Missionary Kids–also called Third Culture Kids–are the cousins to Preachers’ Kids. As a Mrs. PK I’ve written about the phenomenon of PKs before.
There’s something so infinitely sad about a child who has to compete with Almighty God for his father’s attention and love. There’s something so brave and lost about a child who learns early on that his behaviour AS A LITTLE BOY could affect his father’s livelihood…
Now add into all that angst the fact that your parents’ calling has landed you in a place where you are forever alone, no matter where you turn. You are not quite North American because you grew up in Peru. You’re also not quite Peruvian because your parents and household had North American cultural traditions and spoke English. You are your own culture in between, your third culture that belongs to you and maybe a sibling or two.

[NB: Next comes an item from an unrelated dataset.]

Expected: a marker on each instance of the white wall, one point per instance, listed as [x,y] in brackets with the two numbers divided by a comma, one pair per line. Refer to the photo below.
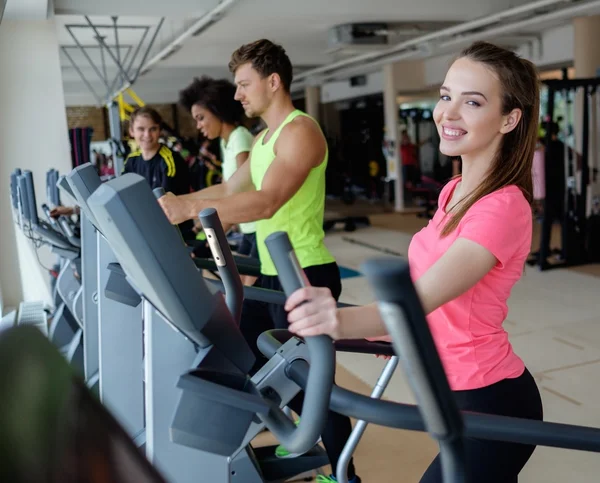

Being a TCK can be extremely awkward and unsettling, and just as Preachers’ Kids deal with their issues by being either rebellious or hyperconformative, so do TCKs. That’s why we end up with some people who feel comfortable imposing their interpretation of scripture upon strangers with the utter conviction that _they themselves cannot be wrong in any way_. After all, God was their dad’s boss. They got used to dad being the Authority On All Things Biblical when he and mom were the only Christian adults in the village. Conviction and authority are necessary tools for survival on the overseas mission fields; grow up in that kind of home and it’s not going to be a surprise when a person attempts to exercise that same conviction and authority over others. Sadly, though, the people of Peru revered Dad because he was the source of their knowledge about their new faith. It’s got to be a bit of a puzzle to be suddenly faced with people who have themselves grown up in deeply devout Christian homes, steeped in a Christian community. The MK are no longer The Authority. The MK is a fellow traveller.
I imagine for some with certain personality types that this is can be a bitter pill to swallow.